3 m read

Tests passed. Why is checkout broken again?

Your team keeps reopening checkout bugs even after the visible tests go green.

After one coupon bug comes back two days after release, you give the repair system the issue text, the failing checkout trace, and the files near that trace. It writes patch candidates, runs compile and the repo’s visible tests, and sorts the fixes by what turns the dashboard green.

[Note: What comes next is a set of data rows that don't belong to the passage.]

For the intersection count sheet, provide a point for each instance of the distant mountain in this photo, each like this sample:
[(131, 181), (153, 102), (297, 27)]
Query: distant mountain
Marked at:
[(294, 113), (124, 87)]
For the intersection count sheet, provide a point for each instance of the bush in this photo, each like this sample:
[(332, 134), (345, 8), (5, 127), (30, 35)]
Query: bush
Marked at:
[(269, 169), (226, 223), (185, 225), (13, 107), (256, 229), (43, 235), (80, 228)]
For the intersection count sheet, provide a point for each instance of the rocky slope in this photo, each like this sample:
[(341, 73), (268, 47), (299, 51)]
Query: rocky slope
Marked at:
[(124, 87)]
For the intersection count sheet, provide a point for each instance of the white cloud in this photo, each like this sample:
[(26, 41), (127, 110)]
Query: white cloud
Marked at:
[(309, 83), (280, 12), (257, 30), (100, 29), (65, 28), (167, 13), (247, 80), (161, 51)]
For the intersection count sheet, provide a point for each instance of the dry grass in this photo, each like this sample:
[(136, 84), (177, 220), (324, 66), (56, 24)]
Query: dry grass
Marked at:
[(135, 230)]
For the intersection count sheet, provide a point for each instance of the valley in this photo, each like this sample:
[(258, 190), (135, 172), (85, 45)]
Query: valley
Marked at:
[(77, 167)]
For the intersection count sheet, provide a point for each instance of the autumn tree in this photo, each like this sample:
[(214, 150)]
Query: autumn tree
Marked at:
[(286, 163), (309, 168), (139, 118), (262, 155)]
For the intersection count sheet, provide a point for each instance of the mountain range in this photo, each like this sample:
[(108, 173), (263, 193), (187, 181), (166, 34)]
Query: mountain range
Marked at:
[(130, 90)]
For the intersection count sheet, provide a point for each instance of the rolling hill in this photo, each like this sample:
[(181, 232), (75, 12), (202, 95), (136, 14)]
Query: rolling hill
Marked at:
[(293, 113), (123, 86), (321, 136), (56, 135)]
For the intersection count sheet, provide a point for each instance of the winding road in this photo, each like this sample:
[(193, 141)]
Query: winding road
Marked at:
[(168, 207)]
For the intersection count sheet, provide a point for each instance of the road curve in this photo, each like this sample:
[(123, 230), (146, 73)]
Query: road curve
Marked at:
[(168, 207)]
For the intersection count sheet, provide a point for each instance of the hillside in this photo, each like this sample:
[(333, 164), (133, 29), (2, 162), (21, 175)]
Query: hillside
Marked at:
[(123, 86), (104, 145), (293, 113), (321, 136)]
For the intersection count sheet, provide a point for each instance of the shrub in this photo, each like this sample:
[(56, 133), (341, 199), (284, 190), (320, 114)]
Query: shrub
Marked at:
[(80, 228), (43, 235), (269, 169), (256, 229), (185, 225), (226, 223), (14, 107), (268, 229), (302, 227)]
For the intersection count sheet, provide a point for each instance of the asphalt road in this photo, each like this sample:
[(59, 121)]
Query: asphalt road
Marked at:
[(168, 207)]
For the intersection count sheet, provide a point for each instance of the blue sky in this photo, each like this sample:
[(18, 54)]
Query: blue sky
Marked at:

That setup feels sane because the patch stays close to the failing code path, and the review screen is clean. But the system can’t see the customer session that support saw, and it can’t see the stronger checks you wish you had. It only sees the tests already in the repo.

The review screen

This is the kind of thing you end up reviewing:

“Rank 1: patch-17. Failing test fixed. All visible checks pass. Ready for review.”

{
  "issue": "Coupon applies in cart but drops at final payment",
  "candidate": "patch-17",
  "files": ["checkout/discounts.py", "tests/test_coupon_submit.py"],
  "compile": "pass",
  "visible_tests": "128/128",
  "rank": 1
}

If you’re busy, that looks like proof. What the system didn’t do:

  1. It didn’t lock the exact broken path from the ticket and failing trace before scoring patches. The customer bug lives on the last payment handoff, not just in cart math.
  2. It didn’t run nearby checks on that same path, like the same coupon with a card retry, a page refresh, or a different payment method.
  3. It didn’t try fake fixes on that same path: tiny changes you already know should not fix the coupon handoff, just to see whether wrong edits also keep the tests green.
  4. It didn’t check the payment boundary with other probes against a known-good build, so a pass could still mean weak checks or a bad test setup.

One shopper enters SAVE20, clicks pay, and still gets charged full price.

The patch pile

That one miss turns into a ranking problem fast.

A green build starts to look like one big score, but it is really mixed together from two things: whether the patch is right, and whether your visible checks ever pressed on the exact broken path.

When teams add two local warnings on that path—how often known non-fixes still pass, and how often same-path probes fail—they stop treating all green patches as equal.

Visible-pass patch group Wrong-change pass rate Same-path probe miss rate True fix rate
Local warning stays low < 0.10 < 0.10 > 80%
Local warning stays high > 0.50 > 0.30 < 25%

On repos the system has not seen before, ranking green patches with those local checks beats raw visible-pass ranking by at least 10 points for picking the truly right fix first, but only when the checks were picked from the ticket and failing trace before any patch got scored.

The pressure test

A green patch matters only when wrong patches fail on the exact customer path.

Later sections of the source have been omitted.